L’article 10, I de la loi 75-1351 du 31 décembre 1975 organise un droit de préemption au profit du locataire ou de l’occupant de bonne foi d’un local d’habitation ou à usage mixte d’habitation et professionnel, lorsque la mise en vente de ce local est « consécutive » à la division en lots de copropriété de l’immeuble qui l’inclut. Il impose la notification au locataire d’une offre de vente avant toute vente au profit d’un tiers. En application de l’article 41 ter de la loi 86-1290 du 23 décembre 1986, un accord collectif a été signé le 9 juin 1998 entre les organisations de bailleurs et des organisations de locataires, accord relatif à la procédure à mettre en œuvre par le bailleur qui souhaite donner congé aux locataires pour mettre en vente plus de 10 logements dans un même immeuble.
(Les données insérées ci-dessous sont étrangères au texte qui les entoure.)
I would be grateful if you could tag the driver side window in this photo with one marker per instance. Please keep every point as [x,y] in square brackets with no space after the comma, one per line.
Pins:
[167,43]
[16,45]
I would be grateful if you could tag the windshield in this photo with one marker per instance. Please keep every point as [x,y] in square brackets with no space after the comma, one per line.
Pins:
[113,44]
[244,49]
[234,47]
Il a été rendu obligatoire par un décret du 22 juillet 1999. Il a été suivi par un second accord du 16 mars 2005 rendu obligatoire par un décret du 10 novembre 2006. Ces textes prévoient une procédure d’information à l’intention des locataires concernés par une telle opération, couramment qualifiée de « vente à la découpe » et organisent le contenu et les modalités de cette information, qui doit précéder la notification de l’offre de vente.
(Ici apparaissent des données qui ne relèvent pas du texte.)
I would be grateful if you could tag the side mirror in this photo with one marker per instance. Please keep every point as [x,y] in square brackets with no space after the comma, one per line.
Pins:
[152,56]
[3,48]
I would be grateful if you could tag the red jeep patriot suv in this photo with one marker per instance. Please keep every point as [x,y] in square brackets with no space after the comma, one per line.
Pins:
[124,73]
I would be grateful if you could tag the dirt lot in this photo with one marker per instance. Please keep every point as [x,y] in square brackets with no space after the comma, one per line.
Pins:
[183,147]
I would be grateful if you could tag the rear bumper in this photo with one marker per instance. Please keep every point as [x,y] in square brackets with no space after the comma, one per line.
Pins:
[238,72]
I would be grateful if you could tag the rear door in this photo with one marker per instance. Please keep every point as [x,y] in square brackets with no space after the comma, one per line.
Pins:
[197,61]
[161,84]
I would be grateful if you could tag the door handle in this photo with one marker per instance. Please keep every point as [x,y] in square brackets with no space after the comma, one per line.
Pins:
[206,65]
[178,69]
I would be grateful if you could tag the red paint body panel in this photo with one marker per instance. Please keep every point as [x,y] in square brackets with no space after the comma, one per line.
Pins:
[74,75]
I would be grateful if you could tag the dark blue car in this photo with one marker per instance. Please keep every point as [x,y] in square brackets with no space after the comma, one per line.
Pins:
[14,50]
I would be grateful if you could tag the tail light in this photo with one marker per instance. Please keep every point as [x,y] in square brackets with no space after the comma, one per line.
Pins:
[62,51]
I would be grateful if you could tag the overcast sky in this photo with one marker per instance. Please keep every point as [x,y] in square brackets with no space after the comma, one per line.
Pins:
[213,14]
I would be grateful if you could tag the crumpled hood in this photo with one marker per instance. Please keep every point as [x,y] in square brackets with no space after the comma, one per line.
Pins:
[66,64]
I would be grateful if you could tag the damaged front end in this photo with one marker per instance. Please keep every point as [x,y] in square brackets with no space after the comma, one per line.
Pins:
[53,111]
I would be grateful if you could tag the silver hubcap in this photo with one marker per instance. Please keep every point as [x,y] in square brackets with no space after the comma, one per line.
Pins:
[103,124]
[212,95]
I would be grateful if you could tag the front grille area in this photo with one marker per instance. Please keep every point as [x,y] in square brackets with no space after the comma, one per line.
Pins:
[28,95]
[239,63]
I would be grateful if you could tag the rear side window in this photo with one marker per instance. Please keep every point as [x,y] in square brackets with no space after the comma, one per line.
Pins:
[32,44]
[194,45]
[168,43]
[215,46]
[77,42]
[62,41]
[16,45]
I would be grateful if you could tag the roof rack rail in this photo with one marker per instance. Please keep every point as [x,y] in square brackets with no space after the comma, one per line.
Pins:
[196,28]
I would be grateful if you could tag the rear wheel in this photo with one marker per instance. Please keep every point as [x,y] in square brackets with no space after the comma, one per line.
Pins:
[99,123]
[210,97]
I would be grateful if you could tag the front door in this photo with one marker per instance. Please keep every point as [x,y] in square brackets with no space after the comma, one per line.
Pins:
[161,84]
L’article 10, II de la loi du 31 décembre 1975 est quant à lui applicable lorsque la vente a lieu par adjudication. Il prévoit que le locataire doit y être convoqué et qu’à défaut, il peut se substituer à l'adjudicataire. Cet article ne prévoit pas la notification préalable d’une offre de vente.
En pratique : en l'espèce, le liquidateur aurait donc pu faire vendre le bien sur adjudication sans adresser préalablement d’offre de vente au locataire et donc sans avoir à respecter les dispositions des accords collectifs. Le bien aurait été vendu loué. Mais dès lors qu’il avait délivré un congé pour vendre au locataire, celui-ci devait impérativement être précédé d’une offre de vente et de la procédure d’information prévue par l’accord collectif de 1998. Rien ne justifiait en effet de priver le locataire de la protection à laquelle il aurait eu droit si son bailleur n’avait pas été placé en procédure collective.
Anne-Lise COLLOMP, Conseiller référendaire à la Cour de cassation.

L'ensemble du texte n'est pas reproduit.